Proseguendo per l’ampio spazio illuminato ci troviamo di fronte a una serie di frasi, scritte a neon, come delle apparizioni, dei semplici aforismi, ma che, per ciascuno, possono essere molto di più. “Martellate”, così sono state chiamate.
Sono parole, ma non solo: sono dichiarazioni, d’amore, una richiesta di comprensione, una domanda d’affetto, ma anche atti poetici, una domanda d’interpretazione di quei pieni e quei vuoti che si alternano tra un neon e l’altro. Ognuno di noi ha il proprio modo di riempirsi e di riempire, di insinuarsi negli spazi che gli altri ci lasciano, di prendersi lo spazio che vogliamo. Ogni vuoto è un chiodo, ogni parola è una martellata.
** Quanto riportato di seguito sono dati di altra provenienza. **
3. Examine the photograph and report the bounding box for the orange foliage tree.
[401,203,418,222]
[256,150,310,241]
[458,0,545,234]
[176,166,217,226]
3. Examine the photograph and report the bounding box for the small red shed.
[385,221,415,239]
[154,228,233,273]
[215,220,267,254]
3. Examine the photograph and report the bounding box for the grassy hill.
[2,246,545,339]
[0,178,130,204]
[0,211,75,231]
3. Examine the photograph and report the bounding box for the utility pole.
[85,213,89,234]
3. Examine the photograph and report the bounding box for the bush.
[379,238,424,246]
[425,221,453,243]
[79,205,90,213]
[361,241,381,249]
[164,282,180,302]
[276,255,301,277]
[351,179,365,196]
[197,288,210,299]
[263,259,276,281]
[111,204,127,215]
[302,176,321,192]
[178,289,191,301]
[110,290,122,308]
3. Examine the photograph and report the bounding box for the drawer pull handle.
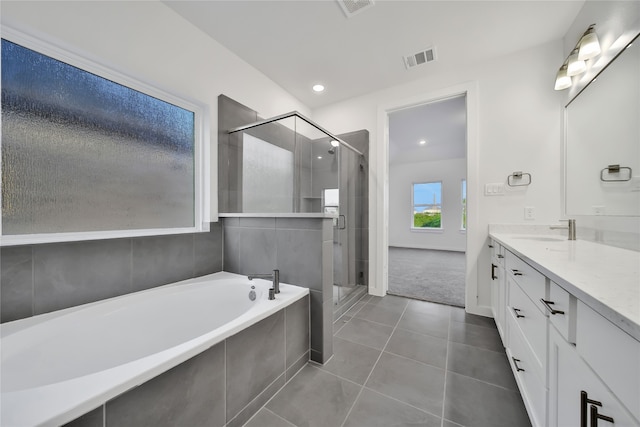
[590,405,614,427]
[497,254,504,259]
[512,357,525,372]
[540,299,565,315]
[580,391,603,427]
[491,264,497,280]
[511,269,522,276]
[488,244,494,248]
[512,307,525,318]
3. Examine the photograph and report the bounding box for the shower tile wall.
[0,223,223,323]
[223,216,334,363]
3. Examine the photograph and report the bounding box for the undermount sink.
[513,236,566,242]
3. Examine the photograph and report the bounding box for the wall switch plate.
[592,205,605,215]
[524,206,535,220]
[484,183,505,196]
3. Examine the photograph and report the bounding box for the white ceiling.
[389,94,466,165]
[165,0,583,109]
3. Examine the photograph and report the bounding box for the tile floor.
[244,294,531,427]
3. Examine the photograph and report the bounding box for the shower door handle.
[339,215,347,230]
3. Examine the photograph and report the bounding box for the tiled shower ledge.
[218,213,337,218]
[489,224,640,341]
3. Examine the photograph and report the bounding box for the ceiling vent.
[403,47,437,69]
[337,0,375,18]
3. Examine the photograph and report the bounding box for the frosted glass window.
[1,39,196,235]
[242,134,293,212]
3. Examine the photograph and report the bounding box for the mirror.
[565,34,640,216]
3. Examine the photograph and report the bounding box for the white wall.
[313,40,566,315]
[389,159,466,252]
[0,1,310,221]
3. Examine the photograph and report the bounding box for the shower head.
[328,147,336,154]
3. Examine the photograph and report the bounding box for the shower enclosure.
[224,112,366,314]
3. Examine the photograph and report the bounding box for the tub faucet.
[550,219,576,240]
[248,269,280,295]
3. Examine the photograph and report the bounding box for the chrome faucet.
[550,219,576,240]
[248,269,280,295]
Si riprende così la riflessione che fa da fil rouge alle opere: come bilanciare il dolore provocato dai vuoti degli altri con il bene delle loro parole?
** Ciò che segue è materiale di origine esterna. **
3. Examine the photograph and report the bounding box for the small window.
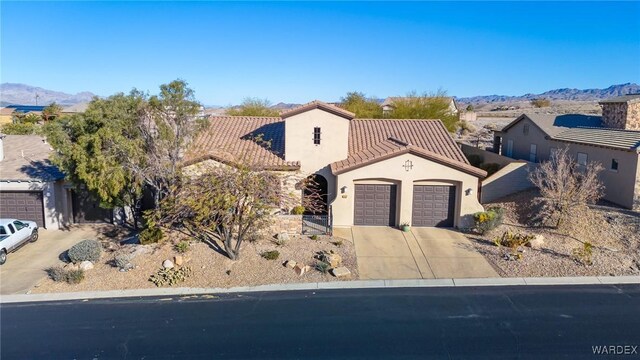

Proseguendo per la mostra ci si imbatte ne “La vertigine della signora Emilia”, una lunga tovaglia a scacchi bianchi e rossi, accostata alla bandiera italiana. La tovaglia a scacchi viene elevata a opera d’arte, ma accostata alla bandiera nazionale diventa un sipario, dove recita l’Italia contemporanea, che si deve ancora costruire, ma allo stesso tempo restaurare. L’opera si presenta come una richiesta di infrangere gli stereotipi che pesano sulla società italiana, osservati con un po’ di amara ironia. L’artista dimostra per l’ennesima volta come un oggetto quotidiano possa avere molti più significati di quelli che gli attribuiamo tradizionalmente.
La mostra si conclude con tre ritratti di famiglia: “Famiglia metafisica”, “Casa” e “Famiglia Reale”.
Nel primo si vedono Maloberti con la madre e la nonna al centro del salotto di casa. La posa è regale, come fossero dei manichini posti nello spazio tradizionalmente destinato al tavolo da pranzo.
In “Casa”, la nonna dell’artista è accovacciata sotto il tavolo della cucina di casa. Il tavolo viene quindi risignificato, diventa una sorta di rifugio temporaneo, un nascondiglio per le minacce invisibili che si abbattono su ciascuno di noi. A metà tra dolcezza e angoscia, si stabilisce un gioco di parti tra soggetto e artista, tra nonna che invecchia e nipote che da giovane si fa adulto. “Casa” è un viaggio, dall’infanzia alla vecchiaia, ma senza dimenticarsi il ritorno.
Infine, in “Famiglia reale”, la nonna e la madre di Maloberti sono ritratte nel primo audio dell’artista. I vestiti uguali realizzati con una tovaglia ne esaltano la parentela, facendole sembrare gemelle disallineate in età. Lo sguardo è fisso verso la fotocamera. Gli occhi, magnetici, catturano lo spettatore. È un ritratto, ma pare surreale, forse proprio per la domesticità dell’ambientazione.
In ogni opera, Maloberti decide di andare oltre l’immediatezza della dimensione quotidiana, e chiede allo spettatore uno sforzo di astrazione, uno sguardo straniante, un tentativo di dialogo che va oltre le prime parole che vengono in mente nel guardare l’opera.
Ogni opera è un invito a far cadere i costrutti comuni su ciò che pensiamo di conoscere, e lasciarsi pervadere dalle infinite potenzialità di ciò che potrebbe essere.
Solo così potremo comprendere la molteplicità di significati che ci circonda. Solo così potremo comprendere che le definizioni storpiano, perché definire qualcosa dà per scontata la sua finitezza.
Ma si sa, l’uomo ha difficoltà con le fini. E forse, l’arte di Maloberti è proprio questo: una richiesta di infinito.